De 1955 para cá a colaboração da Santa Sé com a atividade e as iniciativas do CISH não sofreu qualquer solução de continuidade e, pelo comum reconhecimento, essa colaboração sempre se revelou profícua e eficaz com vista à consecução dos seus fins institucionais. Tanto assim é que o Pontifício Comité das Ciências Históricas assume acima de tudo as funções e o papel de Subcomissão da Santa Sé na Comissão Internacional de História Eclesiástica Comparada (CIHEC). A atividade do Comité é, no entanto, multíplice e diversificada, quer na relação com os arquivos do Vaticano e outros departamentos da Santa Sé, os diversos institutos eclesiásticos, as instituições internacionais e os eventos de interesse histórico. E tem desempenhado papel relevante na revisão e conservação dos principais documentos históricos que suportam o magistério eclesiástico ordinário e extraordinário do Romano Pontífice, bem como dos dicastérios que o secundam na condução da Igreja Católica.

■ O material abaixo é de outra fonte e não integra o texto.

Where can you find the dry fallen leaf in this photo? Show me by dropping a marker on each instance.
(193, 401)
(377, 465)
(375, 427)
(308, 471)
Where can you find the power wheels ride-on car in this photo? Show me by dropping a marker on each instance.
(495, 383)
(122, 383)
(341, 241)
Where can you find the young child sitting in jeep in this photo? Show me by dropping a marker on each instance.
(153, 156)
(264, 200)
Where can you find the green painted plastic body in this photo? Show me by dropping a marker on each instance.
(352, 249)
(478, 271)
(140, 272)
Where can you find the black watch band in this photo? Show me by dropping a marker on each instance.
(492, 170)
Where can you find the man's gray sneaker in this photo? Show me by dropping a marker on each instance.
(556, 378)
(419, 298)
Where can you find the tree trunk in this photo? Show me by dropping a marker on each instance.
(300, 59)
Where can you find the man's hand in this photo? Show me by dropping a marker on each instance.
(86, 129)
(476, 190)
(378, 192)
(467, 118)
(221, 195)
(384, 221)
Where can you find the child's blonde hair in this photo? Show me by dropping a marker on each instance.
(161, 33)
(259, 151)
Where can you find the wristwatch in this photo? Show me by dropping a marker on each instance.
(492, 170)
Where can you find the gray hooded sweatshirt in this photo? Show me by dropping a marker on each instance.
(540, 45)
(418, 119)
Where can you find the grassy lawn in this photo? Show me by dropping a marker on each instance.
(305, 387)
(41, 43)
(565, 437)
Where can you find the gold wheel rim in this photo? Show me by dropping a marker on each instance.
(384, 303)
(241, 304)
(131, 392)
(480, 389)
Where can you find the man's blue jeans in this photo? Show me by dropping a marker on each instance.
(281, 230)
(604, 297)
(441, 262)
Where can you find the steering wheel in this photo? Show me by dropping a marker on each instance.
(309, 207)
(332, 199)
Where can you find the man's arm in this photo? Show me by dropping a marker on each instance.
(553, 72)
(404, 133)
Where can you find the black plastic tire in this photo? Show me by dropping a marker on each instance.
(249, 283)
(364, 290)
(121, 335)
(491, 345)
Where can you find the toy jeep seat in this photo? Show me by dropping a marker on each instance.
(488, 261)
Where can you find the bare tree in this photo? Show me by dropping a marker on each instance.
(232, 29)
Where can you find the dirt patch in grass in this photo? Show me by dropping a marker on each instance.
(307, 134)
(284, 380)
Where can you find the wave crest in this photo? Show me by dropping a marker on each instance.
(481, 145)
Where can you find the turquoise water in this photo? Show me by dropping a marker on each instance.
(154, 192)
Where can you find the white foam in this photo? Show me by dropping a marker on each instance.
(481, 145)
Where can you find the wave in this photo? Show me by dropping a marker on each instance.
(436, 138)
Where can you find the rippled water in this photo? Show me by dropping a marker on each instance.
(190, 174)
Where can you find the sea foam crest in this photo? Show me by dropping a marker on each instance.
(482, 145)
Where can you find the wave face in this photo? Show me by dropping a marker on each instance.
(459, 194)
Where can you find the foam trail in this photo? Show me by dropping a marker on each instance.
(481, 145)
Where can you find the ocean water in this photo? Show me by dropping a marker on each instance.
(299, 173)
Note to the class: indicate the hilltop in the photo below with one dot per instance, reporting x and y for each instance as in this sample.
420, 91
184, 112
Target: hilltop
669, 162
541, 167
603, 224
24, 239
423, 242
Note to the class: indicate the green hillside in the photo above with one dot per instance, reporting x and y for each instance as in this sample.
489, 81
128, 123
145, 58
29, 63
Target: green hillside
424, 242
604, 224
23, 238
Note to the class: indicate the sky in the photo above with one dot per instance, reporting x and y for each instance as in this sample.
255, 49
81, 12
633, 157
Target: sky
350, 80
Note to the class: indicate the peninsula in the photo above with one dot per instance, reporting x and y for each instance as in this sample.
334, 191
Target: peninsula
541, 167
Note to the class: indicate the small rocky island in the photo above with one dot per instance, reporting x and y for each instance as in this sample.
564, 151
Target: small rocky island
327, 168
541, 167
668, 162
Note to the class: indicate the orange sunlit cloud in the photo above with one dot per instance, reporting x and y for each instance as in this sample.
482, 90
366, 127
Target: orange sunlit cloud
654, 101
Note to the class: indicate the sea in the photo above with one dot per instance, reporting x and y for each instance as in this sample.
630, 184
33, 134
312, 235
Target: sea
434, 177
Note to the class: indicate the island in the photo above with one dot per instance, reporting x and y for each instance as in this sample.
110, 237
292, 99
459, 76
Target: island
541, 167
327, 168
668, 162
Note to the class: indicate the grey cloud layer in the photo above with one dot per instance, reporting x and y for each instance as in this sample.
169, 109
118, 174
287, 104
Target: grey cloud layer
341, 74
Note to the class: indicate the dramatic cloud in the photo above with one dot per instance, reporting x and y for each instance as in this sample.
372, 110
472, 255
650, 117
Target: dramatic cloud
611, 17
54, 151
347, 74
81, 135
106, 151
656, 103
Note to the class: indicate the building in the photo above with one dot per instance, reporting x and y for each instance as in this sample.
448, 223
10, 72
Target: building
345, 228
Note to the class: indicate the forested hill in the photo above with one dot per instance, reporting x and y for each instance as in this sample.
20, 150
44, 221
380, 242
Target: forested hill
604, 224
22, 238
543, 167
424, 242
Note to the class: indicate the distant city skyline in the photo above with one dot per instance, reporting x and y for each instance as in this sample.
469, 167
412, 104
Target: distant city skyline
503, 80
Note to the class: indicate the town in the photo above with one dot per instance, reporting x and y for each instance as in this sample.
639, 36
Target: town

Na sequência do pensamento de Pio XII, Francisco acentua o valor merónimo e holístico da investigação histórica, como valioso contributo para o desempenho cabal da missão espiritual da Igreja e de seu serviço em prol da comunidade humana, quando assegura que “as vossas pesquisas, marcadas por uma autêntica paixão eclesial e por um amor sincero pela verdade, podem servir de grande ajuda aos que têm a tarefa de discernir o que o Espírito Santo quer dizer à Igreja de hoje”. E entende que, nos seus estudos e ensinamentos os membros do Comité Pontifício das Ciências Históricas confrontam os acontecimentos da Igreja, “que caminha no tempo”, com a sua história de “evangelização, de esperança, de luta diária, de dedicação ao serviço, de constância no árduo trabalho, como também de infidelidade, renegação e pecados”, constituindo-se numa importante vertente de consciência crítica da marcha da própria Igreja.

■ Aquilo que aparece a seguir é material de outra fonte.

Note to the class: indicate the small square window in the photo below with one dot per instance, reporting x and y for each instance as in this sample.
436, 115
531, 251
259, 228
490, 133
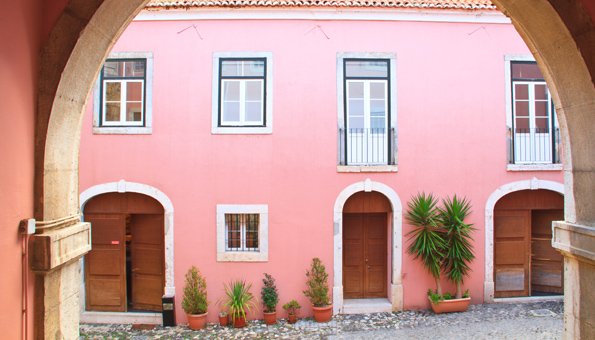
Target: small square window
242, 233
242, 93
123, 94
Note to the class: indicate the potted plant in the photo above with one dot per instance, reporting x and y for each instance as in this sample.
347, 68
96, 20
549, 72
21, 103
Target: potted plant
292, 308
318, 291
458, 248
239, 300
442, 241
426, 238
194, 300
223, 318
270, 298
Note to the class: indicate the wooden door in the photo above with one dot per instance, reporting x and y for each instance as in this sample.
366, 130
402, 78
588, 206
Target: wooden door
511, 252
147, 253
546, 263
105, 264
364, 255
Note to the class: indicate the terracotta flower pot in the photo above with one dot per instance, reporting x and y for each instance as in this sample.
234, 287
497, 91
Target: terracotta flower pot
270, 318
323, 314
239, 322
223, 320
197, 321
448, 306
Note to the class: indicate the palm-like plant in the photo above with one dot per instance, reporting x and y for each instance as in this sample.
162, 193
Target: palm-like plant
457, 237
239, 299
427, 240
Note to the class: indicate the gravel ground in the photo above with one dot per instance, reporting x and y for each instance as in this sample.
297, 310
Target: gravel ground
538, 320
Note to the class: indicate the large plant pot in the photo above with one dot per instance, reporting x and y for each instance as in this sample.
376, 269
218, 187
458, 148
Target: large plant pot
323, 314
197, 321
449, 306
270, 318
239, 322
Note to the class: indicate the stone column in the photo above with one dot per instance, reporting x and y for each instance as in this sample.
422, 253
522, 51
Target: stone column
577, 244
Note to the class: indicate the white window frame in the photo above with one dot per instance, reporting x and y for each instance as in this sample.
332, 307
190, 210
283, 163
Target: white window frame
268, 93
508, 59
224, 255
126, 127
391, 97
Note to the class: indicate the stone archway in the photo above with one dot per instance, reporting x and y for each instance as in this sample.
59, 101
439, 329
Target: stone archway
396, 287
560, 34
533, 184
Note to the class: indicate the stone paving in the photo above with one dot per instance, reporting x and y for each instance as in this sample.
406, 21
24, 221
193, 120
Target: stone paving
484, 321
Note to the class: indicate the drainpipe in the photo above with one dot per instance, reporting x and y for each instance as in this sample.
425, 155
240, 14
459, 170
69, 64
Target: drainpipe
26, 228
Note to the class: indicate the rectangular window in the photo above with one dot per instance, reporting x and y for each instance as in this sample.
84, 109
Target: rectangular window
242, 84
123, 93
241, 232
367, 135
534, 132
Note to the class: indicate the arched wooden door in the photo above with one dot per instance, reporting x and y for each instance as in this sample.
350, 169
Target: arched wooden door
365, 234
525, 263
125, 269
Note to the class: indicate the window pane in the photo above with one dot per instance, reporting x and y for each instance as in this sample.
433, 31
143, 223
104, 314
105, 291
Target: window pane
356, 89
356, 107
112, 113
254, 112
377, 90
113, 69
112, 91
134, 68
233, 231
522, 109
254, 90
134, 112
356, 122
541, 125
377, 125
526, 71
231, 90
522, 125
377, 108
541, 92
521, 91
366, 68
231, 111
134, 91
238, 68
252, 222
541, 108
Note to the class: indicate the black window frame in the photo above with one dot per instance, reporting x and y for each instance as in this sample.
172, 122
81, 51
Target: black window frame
390, 159
221, 77
102, 77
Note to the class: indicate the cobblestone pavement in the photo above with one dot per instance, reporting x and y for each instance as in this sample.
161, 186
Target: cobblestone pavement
536, 320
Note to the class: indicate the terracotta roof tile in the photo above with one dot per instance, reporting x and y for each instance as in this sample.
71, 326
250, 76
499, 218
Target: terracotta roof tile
419, 4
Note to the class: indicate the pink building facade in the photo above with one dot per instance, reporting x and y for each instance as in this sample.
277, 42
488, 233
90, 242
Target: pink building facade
253, 128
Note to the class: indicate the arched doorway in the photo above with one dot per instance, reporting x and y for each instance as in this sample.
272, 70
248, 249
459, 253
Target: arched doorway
525, 263
365, 242
559, 32
358, 206
125, 270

Quanto ao papel internacional deste dicastério da Cúria Romana, o Papa recorda que ele se insere desde sempre “no diálogo e na cooperação com as instituições culturais e os centros académicos de numerosas nações” sendo sempre acolhido “com respeito, pelo contexto mundial dos estudos históricos”.
Dirigindo-se em especial aos membros desta estrutura da santa Sé, afirma: “No encontro e na colaboração com os pesquisadores de todas as culturas e religiões, vocês podem oferecer uma contribuição específica para o diálogo entre a Igreja e o mundo contemporâneo”.
Circunstancialmente, mais do que a efeméride atinente a este Comité, Francisco evoca o centenário de um facto histórico que abalou o mundo inteiro, pela utilização massiva dos meios bélicos, pelo grande número de vítimas e pela crise transcontinental a que deu origem, a Primeira Guerra Mundial. Neste sentido, salientou a importância da sua participação no encontro internacional pelo centenário da I Guerra Mundial, durante o qual os seus membros vão refletir sobre “as recentes descobertas de pesquisa, com especial destaque para as iniciativas diplomáticas e humanitárias da Santa Sé, durante aquele trágico conflito”.
O Papa terminou o seu discurso aos membros do Pontifício Comité das Ciências Históricas, do qual também faz parte a vice-reitora da Universidade do Porto, Maria de Lurdes Correia Fernandes, desejando-lhes um “profícuo aprofundamento dos seus estudos” e encorajando-os a continuar, “com entusiasmo na procura e no serviço da verdade”.

Em suma, a História, em razão do seu trabalho de investigação e crítica, assume-se como servidora da Humanidade e, consequentemente, a Igreja, em face da verdade histórica posta a nu, pode e deve “reperspetivar” a sua caminhada perante os seus membros e perante o mundo. A formulação da História, assente na objetividade, quanto possível, que espelhe a verdade, exercerá o papel de consciência crítica ratificando as opções positivas e censurando as opções negativas e fornecendo pistas sadias de melhoria. Isto vale para a Igreja como para os Estados e para as diversas organizações. Por outro lado, se os historiadores souberem apresentar de forma correta as diversas tendências da marcha da humanidade aqui e agora, a Igreja ficará mais capacitada para ler os sinais dos tempos; e, a partir dessa leitura, pode construir a estratégia do seu esforço por servir melhor a Deus e ao homem.